Let $a_0 = 1$ and $a_n = a_{n-1}(\cos \frac{x}{2^n})$ .Find the limit $\{a_n\}$ when $x = \pi / 6$ . (i.e. find the $\lim_{n \to \infty} a_n$)
My try : I solved it but the solution was time-consuming .
$\frac{a_n}{a_{n-1}} = \cos \frac{x}{2^n} \to \frac{a_n}{a_0} = \frac{a_n}{a_{n-1}} \times \frac{a_{n-1}}{a_{n-2}} \times \dots \times\frac{a_1}{a_0} = \cos {\frac{x}{2^n}} \times \cos {\frac{x}{2^{n-1}}} \times \dots \times \cos {\frac{x}{2}} \to (2^n \sin{\frac{x}{2^n}})(a_n) = \sin x \to a_n = \frac{\sin x}{2^n\sin{\frac{x}{2^n}}} = \frac{\frac{x}{2^n}}{\sin{\frac{x}{2^n}}} \times \frac{\sin x }{x} \to \lim_{n \to \infty } a_n = 1 \times \frac{\sin{\frac{\pi}{6}}}{\frac{\pi}{6}} = \frac{3}{\pi} $
Note : I did some calculations by hand and didn't write them .

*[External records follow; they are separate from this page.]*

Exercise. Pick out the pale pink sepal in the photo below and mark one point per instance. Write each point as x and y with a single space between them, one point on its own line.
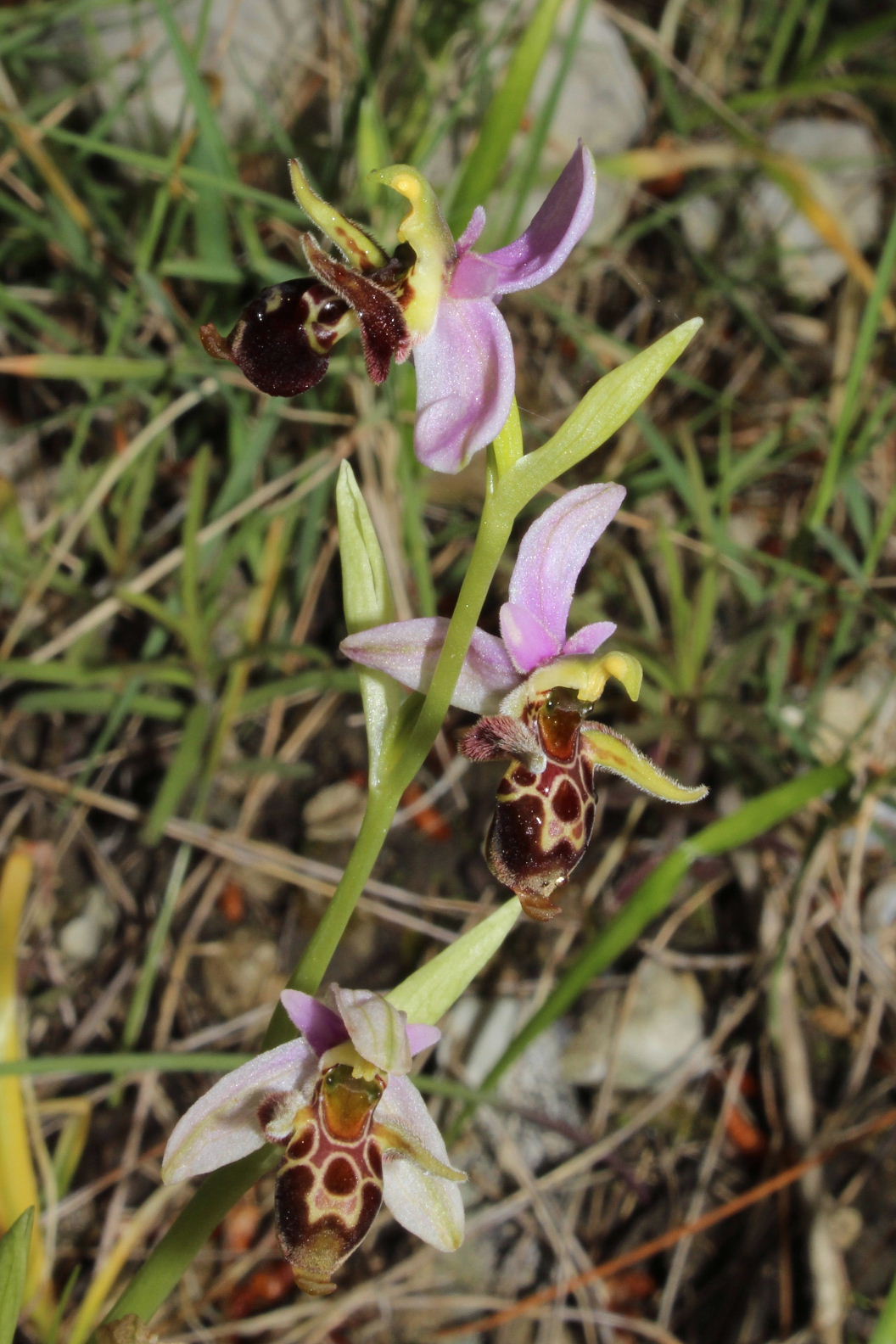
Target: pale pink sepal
428 1206
410 649
525 639
554 552
223 1124
590 637
377 1030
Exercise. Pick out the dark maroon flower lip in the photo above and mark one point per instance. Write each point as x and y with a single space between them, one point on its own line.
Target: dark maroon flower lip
283 338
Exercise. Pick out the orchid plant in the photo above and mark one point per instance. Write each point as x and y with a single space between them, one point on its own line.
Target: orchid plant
354 1129
336 1102
434 299
544 687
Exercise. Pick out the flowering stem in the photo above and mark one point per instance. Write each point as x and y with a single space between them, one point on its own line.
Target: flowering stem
412 746
196 1222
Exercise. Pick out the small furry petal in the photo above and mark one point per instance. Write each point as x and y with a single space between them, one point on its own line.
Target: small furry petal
223 1124
546 244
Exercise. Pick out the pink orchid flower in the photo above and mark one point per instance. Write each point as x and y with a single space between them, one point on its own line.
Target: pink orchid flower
536 688
434 299
355 1132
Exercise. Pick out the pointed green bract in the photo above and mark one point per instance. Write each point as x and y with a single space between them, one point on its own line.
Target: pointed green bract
367 597
428 992
599 414
608 750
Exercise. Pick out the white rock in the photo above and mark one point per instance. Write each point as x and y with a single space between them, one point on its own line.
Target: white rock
859 718
81 938
663 1027
844 165
702 218
474 1035
602 101
335 812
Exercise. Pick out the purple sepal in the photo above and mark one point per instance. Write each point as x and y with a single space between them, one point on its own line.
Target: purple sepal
463 384
554 552
546 244
421 1037
410 649
319 1024
525 639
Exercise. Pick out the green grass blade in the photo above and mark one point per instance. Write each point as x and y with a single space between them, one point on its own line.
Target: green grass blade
14 1265
502 119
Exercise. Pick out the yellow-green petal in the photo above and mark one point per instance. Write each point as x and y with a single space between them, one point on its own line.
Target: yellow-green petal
356 246
425 230
608 750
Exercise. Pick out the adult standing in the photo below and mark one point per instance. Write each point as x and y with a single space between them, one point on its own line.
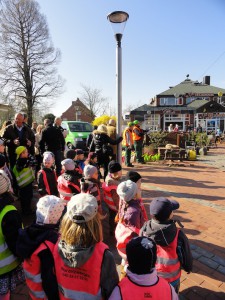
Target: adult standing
111 131
18 134
128 143
101 140
52 140
138 137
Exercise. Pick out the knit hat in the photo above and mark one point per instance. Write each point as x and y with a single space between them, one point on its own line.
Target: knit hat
49 210
19 150
127 190
2 142
82 208
71 154
48 157
89 171
141 255
133 176
92 155
5 184
102 128
68 164
79 151
161 208
114 167
2 160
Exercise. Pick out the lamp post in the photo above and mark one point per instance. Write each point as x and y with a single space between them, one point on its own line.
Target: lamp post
118 21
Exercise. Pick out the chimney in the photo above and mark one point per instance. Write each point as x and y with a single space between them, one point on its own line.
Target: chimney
206 80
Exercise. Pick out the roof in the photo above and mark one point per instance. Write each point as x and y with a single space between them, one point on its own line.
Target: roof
192 87
197 103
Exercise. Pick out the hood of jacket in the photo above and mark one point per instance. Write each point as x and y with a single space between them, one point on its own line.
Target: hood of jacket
74 256
30 238
162 233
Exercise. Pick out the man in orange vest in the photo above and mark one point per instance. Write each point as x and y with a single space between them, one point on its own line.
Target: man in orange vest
128 143
142 281
138 137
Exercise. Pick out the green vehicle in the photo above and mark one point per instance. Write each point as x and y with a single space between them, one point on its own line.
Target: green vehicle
77 133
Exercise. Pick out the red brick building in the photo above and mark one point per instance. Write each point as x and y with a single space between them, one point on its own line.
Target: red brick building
77 112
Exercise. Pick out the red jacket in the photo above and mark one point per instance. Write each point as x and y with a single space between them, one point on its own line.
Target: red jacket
75 282
167 264
160 291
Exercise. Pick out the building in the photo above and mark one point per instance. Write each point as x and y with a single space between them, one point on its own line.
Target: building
77 112
187 104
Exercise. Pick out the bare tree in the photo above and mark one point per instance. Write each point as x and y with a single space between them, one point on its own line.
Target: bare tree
93 100
28 59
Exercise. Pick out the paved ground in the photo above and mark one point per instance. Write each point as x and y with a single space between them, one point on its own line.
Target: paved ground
200 189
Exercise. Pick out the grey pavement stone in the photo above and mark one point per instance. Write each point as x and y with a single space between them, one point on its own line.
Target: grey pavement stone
208 262
204 252
219 260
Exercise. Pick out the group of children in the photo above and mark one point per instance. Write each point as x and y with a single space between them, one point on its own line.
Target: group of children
62 252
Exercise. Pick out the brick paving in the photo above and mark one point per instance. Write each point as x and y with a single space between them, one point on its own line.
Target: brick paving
199 187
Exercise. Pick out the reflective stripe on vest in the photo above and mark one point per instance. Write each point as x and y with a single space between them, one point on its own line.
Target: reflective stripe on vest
135 136
24 177
125 142
82 282
32 270
64 189
167 263
159 291
107 196
8 261
46 181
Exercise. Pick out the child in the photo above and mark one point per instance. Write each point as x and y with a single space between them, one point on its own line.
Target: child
92 159
90 183
170 241
110 195
72 155
79 158
136 177
68 181
142 281
85 268
11 271
24 176
35 245
130 218
47 179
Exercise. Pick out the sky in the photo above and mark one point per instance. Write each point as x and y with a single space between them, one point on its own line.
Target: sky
163 41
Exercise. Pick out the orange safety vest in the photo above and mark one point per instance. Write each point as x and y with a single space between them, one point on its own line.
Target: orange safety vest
159 291
64 189
82 282
135 136
167 263
46 181
125 142
32 270
107 196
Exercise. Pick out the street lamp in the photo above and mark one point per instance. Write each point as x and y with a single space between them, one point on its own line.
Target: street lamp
118 21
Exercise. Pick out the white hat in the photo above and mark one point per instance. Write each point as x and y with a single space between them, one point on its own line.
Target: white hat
127 190
49 210
89 171
68 164
48 157
82 208
5 184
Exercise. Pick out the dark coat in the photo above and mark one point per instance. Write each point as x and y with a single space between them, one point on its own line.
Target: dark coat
52 140
11 133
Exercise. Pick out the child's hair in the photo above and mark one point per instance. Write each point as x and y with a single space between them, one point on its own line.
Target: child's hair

You already know that $$a_n = \cos \left({\frac{x}{2^n}}\right) \times \cos \left({\frac{x}{2^{n-1}}}\right) \times \dots \times \cos \left({\frac{x}{2}}\right) = \prod_{i=1}^n \cos \frac{\theta}{2^i} $$
Therefore $\displaystyle \lim_{n\to\infty} a_n = \prod_{i=1}^{\infty} \cos \dfrac{\theta}{2^i}$, if the product exists.
If you have only 1 minute to solve this, it is maybe expected that you know Viète's infinite product:
$$\prod_{n=1}^\infty \cos \frac{\theta}{2^n} = \frac{\sin \theta}{\theta}$$
Using this, we immediately get that the answer is $\dfrac{\sin (\pi/6)}{\pi/6} = \dfrac3{\pi}$.
So this is basically your solution, but with the addition that the second, perhaps more difficult step, is actually already a known identity. If you know the identity, you can do it in a minute.